Existe uma história que a família Sölva ainda conta à mesa, do tipo que continua sendo repetida não porque precise de enfeite, mas porque, honestamente, ela já é boa o suficiente sozinha: o avô da geração atual plantou a primeira videira de Kerner de toda a história do Alto Ádige.
Vale parar um segundo pra entender o quanto essa decisão parecia estranha na época.
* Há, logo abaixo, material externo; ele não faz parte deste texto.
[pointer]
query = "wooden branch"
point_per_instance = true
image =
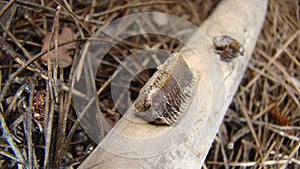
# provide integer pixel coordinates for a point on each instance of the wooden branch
(157, 145)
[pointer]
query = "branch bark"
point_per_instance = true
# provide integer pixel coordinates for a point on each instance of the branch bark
(219, 81)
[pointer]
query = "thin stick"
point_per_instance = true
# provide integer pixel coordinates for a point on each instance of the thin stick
(136, 5)
(7, 135)
(4, 9)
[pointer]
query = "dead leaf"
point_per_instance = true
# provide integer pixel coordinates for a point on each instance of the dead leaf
(64, 58)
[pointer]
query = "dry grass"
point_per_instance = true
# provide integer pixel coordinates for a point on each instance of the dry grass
(261, 127)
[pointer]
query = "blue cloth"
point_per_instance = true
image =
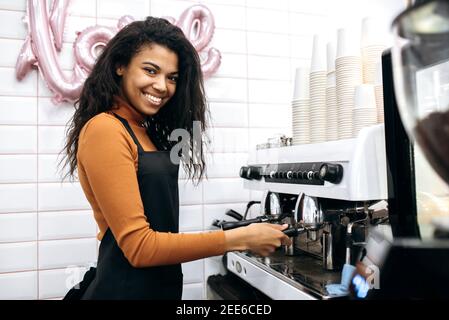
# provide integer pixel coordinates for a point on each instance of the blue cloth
(342, 288)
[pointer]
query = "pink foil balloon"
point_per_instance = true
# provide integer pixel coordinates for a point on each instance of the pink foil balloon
(44, 50)
(45, 35)
(198, 25)
(57, 20)
(88, 42)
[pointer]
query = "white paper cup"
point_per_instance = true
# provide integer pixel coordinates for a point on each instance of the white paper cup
(301, 85)
(318, 54)
(364, 97)
(331, 55)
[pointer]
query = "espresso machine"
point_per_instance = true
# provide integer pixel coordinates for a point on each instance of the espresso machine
(331, 194)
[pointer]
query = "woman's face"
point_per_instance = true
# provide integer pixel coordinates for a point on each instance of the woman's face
(149, 80)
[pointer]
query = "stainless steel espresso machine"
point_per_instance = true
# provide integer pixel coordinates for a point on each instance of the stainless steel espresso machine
(331, 194)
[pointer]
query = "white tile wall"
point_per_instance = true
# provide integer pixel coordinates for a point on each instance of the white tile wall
(190, 218)
(18, 110)
(61, 196)
(18, 256)
(18, 197)
(55, 283)
(46, 225)
(63, 253)
(15, 227)
(193, 291)
(66, 224)
(18, 286)
(18, 168)
(193, 271)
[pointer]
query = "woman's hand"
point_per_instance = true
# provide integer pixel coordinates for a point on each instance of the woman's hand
(260, 238)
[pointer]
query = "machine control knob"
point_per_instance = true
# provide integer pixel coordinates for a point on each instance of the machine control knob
(310, 175)
(254, 173)
(331, 172)
(238, 267)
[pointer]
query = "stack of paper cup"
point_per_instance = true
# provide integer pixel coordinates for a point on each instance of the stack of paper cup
(301, 107)
(331, 95)
(318, 114)
(373, 44)
(378, 89)
(365, 111)
(348, 68)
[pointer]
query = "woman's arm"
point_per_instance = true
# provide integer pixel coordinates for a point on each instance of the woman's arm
(106, 158)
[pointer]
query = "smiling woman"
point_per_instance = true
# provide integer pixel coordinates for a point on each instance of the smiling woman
(146, 83)
(149, 81)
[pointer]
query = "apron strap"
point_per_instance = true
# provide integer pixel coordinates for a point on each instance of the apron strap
(130, 131)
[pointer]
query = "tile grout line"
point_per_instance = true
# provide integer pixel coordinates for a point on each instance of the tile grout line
(37, 185)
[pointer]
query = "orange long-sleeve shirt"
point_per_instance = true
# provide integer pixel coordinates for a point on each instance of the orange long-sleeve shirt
(107, 169)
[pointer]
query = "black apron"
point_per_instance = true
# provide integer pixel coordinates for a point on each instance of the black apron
(115, 277)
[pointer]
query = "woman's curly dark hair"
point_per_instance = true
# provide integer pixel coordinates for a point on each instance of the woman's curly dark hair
(187, 105)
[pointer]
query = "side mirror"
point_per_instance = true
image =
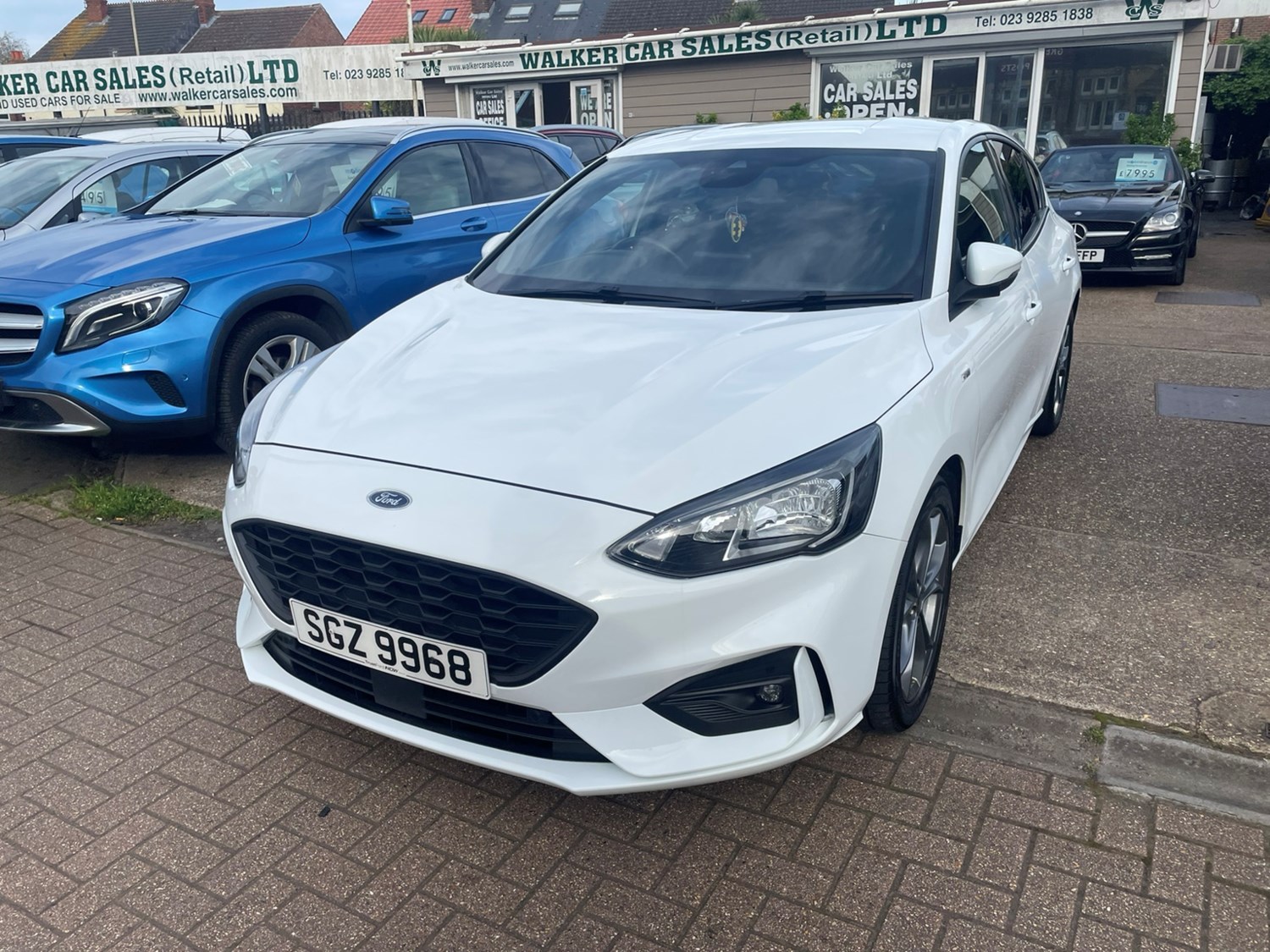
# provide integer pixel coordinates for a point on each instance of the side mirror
(388, 212)
(990, 269)
(493, 243)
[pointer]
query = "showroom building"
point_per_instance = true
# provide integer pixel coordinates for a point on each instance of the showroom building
(1052, 71)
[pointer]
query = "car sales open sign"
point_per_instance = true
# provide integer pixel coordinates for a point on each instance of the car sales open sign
(827, 35)
(238, 78)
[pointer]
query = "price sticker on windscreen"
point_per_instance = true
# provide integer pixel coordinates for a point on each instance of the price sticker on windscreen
(1140, 169)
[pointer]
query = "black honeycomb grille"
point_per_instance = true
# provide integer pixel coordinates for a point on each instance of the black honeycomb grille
(522, 630)
(495, 724)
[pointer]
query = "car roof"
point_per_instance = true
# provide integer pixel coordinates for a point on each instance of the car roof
(908, 134)
(42, 140)
(116, 150)
(579, 129)
(384, 131)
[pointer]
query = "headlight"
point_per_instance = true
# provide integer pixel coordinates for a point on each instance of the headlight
(96, 319)
(1163, 221)
(251, 423)
(809, 504)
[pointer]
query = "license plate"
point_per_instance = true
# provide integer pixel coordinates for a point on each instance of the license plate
(436, 663)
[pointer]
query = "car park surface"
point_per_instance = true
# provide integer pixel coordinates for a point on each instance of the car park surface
(182, 311)
(632, 352)
(1135, 210)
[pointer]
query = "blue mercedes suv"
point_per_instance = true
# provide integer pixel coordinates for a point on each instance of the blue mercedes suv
(169, 319)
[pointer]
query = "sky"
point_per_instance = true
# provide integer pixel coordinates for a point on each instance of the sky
(37, 22)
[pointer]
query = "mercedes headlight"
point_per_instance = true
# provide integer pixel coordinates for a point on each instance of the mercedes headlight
(807, 505)
(1166, 220)
(251, 423)
(124, 310)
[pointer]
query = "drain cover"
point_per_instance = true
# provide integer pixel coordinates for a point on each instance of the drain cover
(1226, 404)
(1222, 299)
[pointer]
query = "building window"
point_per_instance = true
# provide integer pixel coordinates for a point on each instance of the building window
(1089, 91)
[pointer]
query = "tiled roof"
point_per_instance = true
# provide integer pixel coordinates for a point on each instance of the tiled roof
(543, 25)
(635, 15)
(163, 27)
(267, 27)
(384, 20)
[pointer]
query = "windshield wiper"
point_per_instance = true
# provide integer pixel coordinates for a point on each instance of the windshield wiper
(818, 301)
(617, 296)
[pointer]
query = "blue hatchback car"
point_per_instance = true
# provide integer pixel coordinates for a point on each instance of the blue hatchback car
(168, 320)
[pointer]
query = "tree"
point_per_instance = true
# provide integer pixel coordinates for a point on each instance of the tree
(741, 12)
(1249, 88)
(12, 43)
(431, 33)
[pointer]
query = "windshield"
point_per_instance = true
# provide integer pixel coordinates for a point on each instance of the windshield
(290, 179)
(784, 228)
(1109, 167)
(27, 183)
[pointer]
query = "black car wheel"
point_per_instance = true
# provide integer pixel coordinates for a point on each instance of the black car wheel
(914, 627)
(259, 350)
Kerner não é uma casta antiga, com raízes em lenda ou em jardim de mosteiro medieval — é uma variedade alemã moderna, criada em 1929 pelo cruzamento entre a tinta Trollinger (a mesma uva que os locais chamam de Schiava) e a nobre Riesling, batizada em homenagem a Justinus Kerner, poeta do século 19 que também escrevia sobre vinho. Por décadas depois de criada, ela seguiu sendo praticamente uma curiosidade dentro das próprias fronteiras alemãs — quanto mais algo que um produtor italiano cogitaria trazer pro sul dos Alpes.
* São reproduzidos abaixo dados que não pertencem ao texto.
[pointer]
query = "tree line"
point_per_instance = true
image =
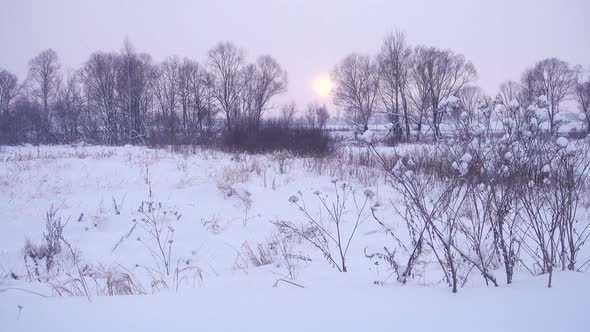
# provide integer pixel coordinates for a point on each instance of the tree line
(126, 97)
(410, 85)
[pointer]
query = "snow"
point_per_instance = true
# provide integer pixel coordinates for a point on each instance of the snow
(367, 136)
(83, 181)
(521, 307)
(466, 157)
(562, 142)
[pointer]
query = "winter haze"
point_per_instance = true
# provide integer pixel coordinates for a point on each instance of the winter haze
(501, 37)
(295, 166)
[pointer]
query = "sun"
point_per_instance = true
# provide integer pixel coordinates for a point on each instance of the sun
(322, 85)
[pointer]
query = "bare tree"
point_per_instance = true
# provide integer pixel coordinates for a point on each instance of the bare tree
(552, 78)
(470, 97)
(395, 60)
(270, 81)
(440, 74)
(133, 83)
(99, 77)
(317, 116)
(357, 88)
(68, 106)
(8, 91)
(43, 79)
(226, 62)
(288, 114)
(582, 97)
(165, 88)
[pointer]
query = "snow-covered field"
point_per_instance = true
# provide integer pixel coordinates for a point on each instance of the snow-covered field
(218, 211)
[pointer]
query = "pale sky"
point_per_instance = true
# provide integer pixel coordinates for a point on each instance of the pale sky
(308, 37)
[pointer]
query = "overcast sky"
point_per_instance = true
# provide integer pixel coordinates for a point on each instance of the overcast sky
(308, 38)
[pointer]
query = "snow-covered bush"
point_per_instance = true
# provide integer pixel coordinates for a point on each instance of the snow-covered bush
(331, 237)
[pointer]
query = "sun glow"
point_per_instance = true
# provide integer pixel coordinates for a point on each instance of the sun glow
(322, 85)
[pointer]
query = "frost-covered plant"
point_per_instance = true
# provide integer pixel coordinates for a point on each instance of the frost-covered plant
(155, 221)
(332, 237)
(51, 246)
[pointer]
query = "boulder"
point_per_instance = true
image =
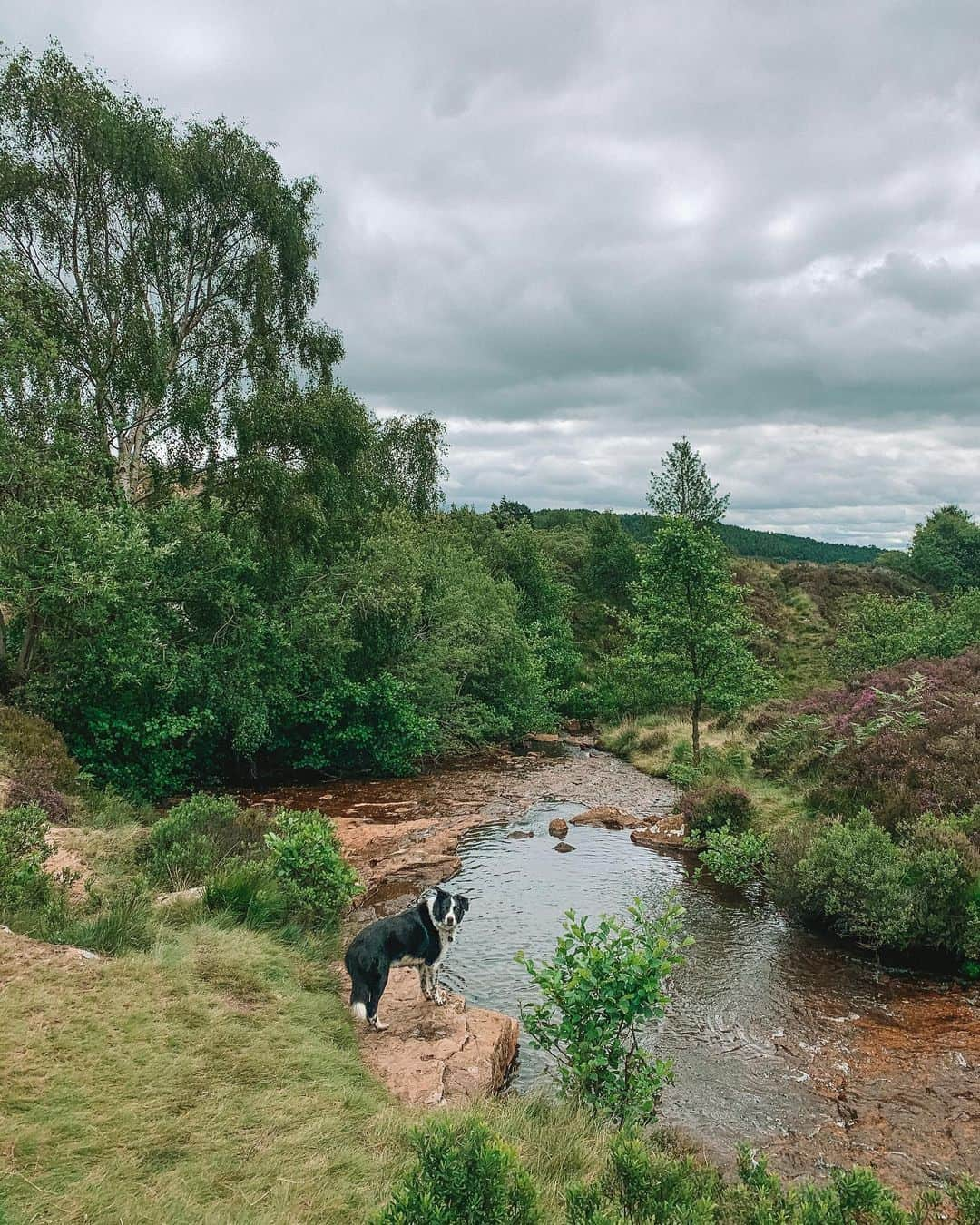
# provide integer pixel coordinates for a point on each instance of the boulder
(608, 818)
(436, 1056)
(669, 830)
E foi exatamente isso que aconteceu. Nas encostas íngremes e voltadas pro sol acima de Kaltern, o avô olhou pra uma uva que ninguém ao redor estava cultivando e enxergou algo que o resto do vale ainda não tinha percebido: altitude, luz alpina e uma amplitude térmica entre dia e noite capaz de fazer pelo Kerner o que o Reno e o Mosela nunca tinham conseguido — extrair uma acidez tão precisa que rivalizava com a da própria terra de origem da uva. Foi uma convicção quieta, quase teimosa, do tipo que não pede permissão nem vem com garantia nenhuma. Ele plantou assim mesmo.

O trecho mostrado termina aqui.